Okay it's true, most of us are addicted to Twitter by now. Some of us use it as a modern day celebrity communication tool, just hoping for that special reply or retweet (or in fact any form of recognition from our idols), whilst others use it for its powerful business promotion / networking capabilities.
With Twitter now handling over 140m tweets and nearly 500k new members each and every day, it's not hard to see that this is going to be anything but a here-today-gone-tomorrow phenomenon.
So this brings me to the topic of what I want to talk about, i.e. where does Twitter go from here, and more specifically should the 140 characters be extended. I'm not talking to the likes of 5k characters or so, I just mean enough to make it more of a 'proper' sentence for people like me that like to write long-handed (speaking as someone that has used SMS text messages for many years and still writes 'because' as 'because' and not 'cuz')!
Of course I can see an argument for both sides, and for example the Plain English campaign say 75-100 characters is an optimum length for a sentence. Now I think that works great if you're writing many sentences in paragraphs, however, Twitter is not like that. In my experience I'm always trying to condense a paragraph into a sentence, and it usually takes me longer to think about / edit my tweet down, so I can get over what I want to say.
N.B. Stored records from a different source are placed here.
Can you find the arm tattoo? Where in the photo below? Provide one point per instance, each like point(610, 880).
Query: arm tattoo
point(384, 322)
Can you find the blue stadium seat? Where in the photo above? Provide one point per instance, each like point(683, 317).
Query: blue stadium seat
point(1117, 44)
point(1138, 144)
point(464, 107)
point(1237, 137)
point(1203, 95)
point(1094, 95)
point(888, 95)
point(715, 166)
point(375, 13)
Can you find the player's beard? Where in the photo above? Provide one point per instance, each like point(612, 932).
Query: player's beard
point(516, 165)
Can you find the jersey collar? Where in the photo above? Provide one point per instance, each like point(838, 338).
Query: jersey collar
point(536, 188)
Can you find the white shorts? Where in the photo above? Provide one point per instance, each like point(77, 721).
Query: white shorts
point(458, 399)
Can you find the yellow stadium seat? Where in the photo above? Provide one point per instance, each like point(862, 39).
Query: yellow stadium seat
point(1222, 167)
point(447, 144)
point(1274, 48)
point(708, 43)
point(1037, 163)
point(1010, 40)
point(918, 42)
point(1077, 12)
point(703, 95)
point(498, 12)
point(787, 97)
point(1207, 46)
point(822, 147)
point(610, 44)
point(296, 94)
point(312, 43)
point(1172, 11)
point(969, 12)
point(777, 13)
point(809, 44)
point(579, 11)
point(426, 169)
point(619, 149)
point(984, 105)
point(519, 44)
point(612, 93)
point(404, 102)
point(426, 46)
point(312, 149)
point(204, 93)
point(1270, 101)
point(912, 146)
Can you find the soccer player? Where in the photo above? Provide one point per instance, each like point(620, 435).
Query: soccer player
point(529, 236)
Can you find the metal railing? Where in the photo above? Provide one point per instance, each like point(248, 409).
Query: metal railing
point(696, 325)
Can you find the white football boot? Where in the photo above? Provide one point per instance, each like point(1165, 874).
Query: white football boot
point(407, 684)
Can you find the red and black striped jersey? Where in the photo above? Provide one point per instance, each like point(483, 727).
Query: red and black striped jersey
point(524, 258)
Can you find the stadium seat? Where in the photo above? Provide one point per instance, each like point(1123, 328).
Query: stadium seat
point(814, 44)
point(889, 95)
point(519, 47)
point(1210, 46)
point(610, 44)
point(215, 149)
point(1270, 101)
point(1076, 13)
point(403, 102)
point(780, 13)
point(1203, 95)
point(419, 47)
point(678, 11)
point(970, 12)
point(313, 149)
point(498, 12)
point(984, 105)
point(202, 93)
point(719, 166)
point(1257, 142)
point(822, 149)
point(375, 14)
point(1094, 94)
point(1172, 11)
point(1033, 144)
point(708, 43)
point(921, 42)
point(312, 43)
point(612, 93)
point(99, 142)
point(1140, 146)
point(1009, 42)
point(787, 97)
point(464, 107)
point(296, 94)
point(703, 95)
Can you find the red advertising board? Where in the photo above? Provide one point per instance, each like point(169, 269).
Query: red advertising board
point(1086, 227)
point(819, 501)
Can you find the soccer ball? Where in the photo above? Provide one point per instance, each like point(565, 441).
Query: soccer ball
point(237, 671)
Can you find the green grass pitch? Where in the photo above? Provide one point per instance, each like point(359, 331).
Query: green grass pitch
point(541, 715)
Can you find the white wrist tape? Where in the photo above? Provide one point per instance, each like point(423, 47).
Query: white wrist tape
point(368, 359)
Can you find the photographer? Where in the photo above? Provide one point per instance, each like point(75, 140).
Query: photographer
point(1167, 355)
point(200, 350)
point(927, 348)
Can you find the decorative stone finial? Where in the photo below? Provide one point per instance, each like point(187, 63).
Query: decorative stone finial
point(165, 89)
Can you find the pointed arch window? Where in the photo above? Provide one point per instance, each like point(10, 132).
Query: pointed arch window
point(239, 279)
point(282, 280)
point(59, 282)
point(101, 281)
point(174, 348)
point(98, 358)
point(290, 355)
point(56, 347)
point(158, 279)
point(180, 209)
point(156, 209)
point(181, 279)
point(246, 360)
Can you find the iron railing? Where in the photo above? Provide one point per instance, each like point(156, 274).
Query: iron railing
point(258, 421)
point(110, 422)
It takes time and thought to write a successful tweet that other people will want to read, so with that in mind I've prepared my top 5 list for creating a quality condensed business tweet:
A successful business tweeter will always tweet about something new, fresh or interesting on their area of expertise. This should be your own informed and non-biased view on a topic, news or event within your industry.
2. never rush a tweet
Remember that this IS published content and people will read it, perhaps for many years to come. At a basic level it must be factually correct, and represent your brand / business in a positive light.
3. keep it business
If you're tweeting for business then keep it that way - perhaps have one account for business and one for personal use. A prospective customer may not want to know that you had a fly in your soup at lunchtime, or what time you got in after a night out on the town.
There really is no excuse for bad spelling these days, and if you're not the best speller then acknowledge it and make sure you spell check first in another application, and then paste into Twitter. If you're going to use word shortening like that used within SMS messaging, then it's best to use the recognised standards. There are plenty of sites that have a glossary of terms.
5. appropriate linking
If you want to direct the tweet readers to a URL then make sure it's relevant to the topic and builds on the subject of your tweet - no one likes to be sent to a poor quality link with no original content.
Personally I think that by following these simple steps will increase the quality of your business tweets (within the 140 character limit constraints), and of course quality tweets will lead to more followers which is a good thing as it builds confidence with prospective customers that look at your Twitter account.
I'd love to know what you think about the 140 limit - perhaps I'm not alone in my potentially old fashioned ways.